When closing the bicoronal incision, suture resuspension of the soft tissues is recommended. Closure of the periosteum around the orbital rims is performed with absorbable sutures. The scalp incision is closed in two layers using absorbable sutures through the galea and subcutaneous tissues and non-absorbable skin sutures or staples (Fig. 3.3) [1–3].
Fig. 3.3
Bicoronal approach. The bicoronal approach is performed to directly expose the upper and mid face skeleton.
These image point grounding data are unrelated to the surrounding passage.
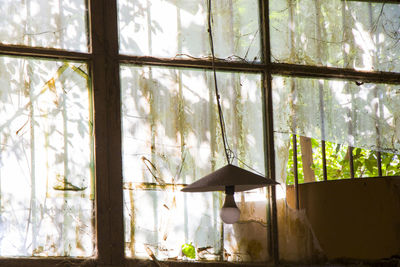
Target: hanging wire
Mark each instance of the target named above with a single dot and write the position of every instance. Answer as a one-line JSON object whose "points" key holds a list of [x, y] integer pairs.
{"points": [[228, 152]]}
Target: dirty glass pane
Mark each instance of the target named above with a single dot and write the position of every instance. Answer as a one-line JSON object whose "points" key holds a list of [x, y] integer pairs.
{"points": [[46, 177], [360, 35], [171, 137], [44, 23], [165, 28], [343, 112]]}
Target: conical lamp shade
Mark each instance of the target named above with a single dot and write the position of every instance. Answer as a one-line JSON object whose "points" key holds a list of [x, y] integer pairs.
{"points": [[229, 175]]}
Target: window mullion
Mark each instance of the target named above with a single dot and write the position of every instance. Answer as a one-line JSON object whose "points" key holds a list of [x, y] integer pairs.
{"points": [[107, 118]]}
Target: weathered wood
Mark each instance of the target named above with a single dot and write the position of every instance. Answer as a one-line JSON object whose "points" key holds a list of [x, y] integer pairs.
{"points": [[107, 121]]}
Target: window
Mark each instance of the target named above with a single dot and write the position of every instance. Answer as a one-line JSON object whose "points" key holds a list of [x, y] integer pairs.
{"points": [[107, 111]]}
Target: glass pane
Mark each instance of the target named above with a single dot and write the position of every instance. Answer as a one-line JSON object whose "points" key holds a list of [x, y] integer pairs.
{"points": [[45, 23], [46, 175], [342, 112], [350, 34], [146, 30], [171, 137]]}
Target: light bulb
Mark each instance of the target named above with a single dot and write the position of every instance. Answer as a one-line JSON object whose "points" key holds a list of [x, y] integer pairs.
{"points": [[229, 212]]}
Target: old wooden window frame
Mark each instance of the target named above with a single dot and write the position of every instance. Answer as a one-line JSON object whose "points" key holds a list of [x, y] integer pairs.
{"points": [[104, 60]]}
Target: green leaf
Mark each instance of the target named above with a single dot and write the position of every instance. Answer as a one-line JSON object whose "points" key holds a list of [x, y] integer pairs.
{"points": [[189, 251]]}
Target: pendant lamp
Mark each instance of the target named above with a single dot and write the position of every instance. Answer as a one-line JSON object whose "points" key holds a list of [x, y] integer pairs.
{"points": [[229, 178]]}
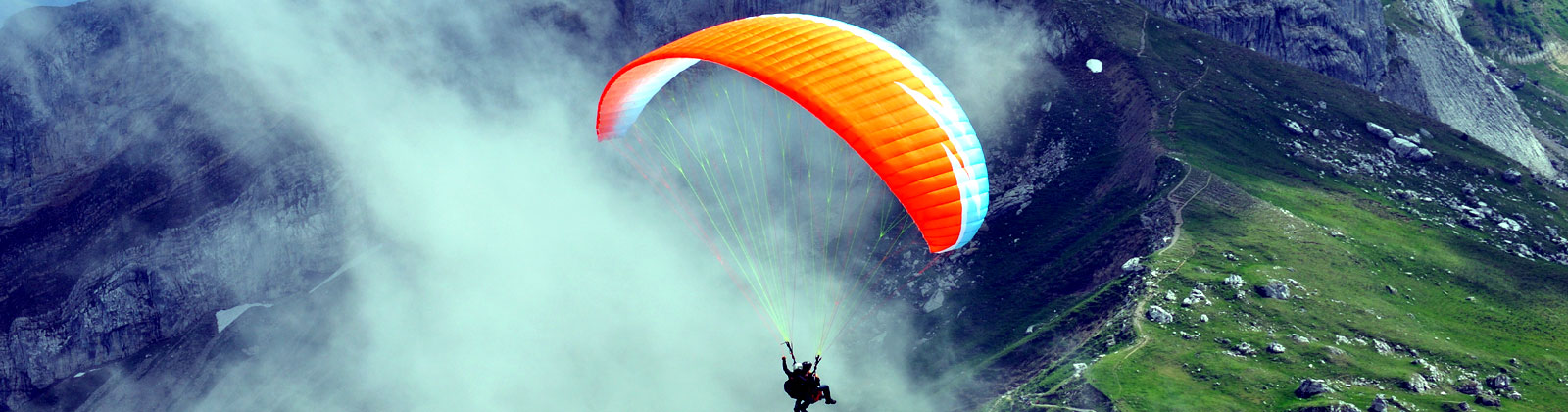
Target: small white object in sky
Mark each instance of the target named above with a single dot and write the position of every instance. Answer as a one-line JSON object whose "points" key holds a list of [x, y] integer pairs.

Especially, full access to the zygomatic body and arch and the lateral and inferior orbital rims is possible
Transcutaneous Approach
- 1.
Sideburn approach
An incision can be made on the sideburn area for direct access to the posterior portion of the zygomatic arch. At the level of the zygomatic arch, an 8–10 mm length incision should be made with a scalpel on the midline of the sideburn. The incision is deepened carefully as the incision site is adjacent to the frontal branch of the facial nerve. For such reasons, blunt dissection for the subcutaneous fatty layer is recommended rather than cutting by electrocautery or sharp scissors. When the dissection is deepened to the periosteal layer of the zygomatic arch, a sharp incision is made on the periosteum. Then using a periosteal elevator, subperiosteal dissection is continued for exposure of the osteotomy and fixation site. Later for wound closure, absorbable sutures should be done at two points for the subcutaneous layer, followed by simple non-absorbable sutures for skin closure (Fig. 3.4) [4, 8].
- 2.
Gillies’ approach
The Gillies’ approach describes a temporal incision made 2.5 cm superior and anterior to the helix, within the hairline. As a 2 cm length temporal incision is made, care is taken to avoid the superficial temporal artery. Then the dissection continues through the subcutaneous tissue and superficial temporal fascia down to the deep portion of the deep temporal fascia. This fascia is then incised to expose the temporalis muscle. Through this plane, a periosteal elevator is inserted deep to the temporalis fascia and superficial to the temporalis muscle. Using a back-and-forth movement of the elevator, the elevator is advanced until the posterior portion of the zygomatic body is reached. Later for wound closure, the scalp can be simply closed with staples (Fig. 3.5) [4].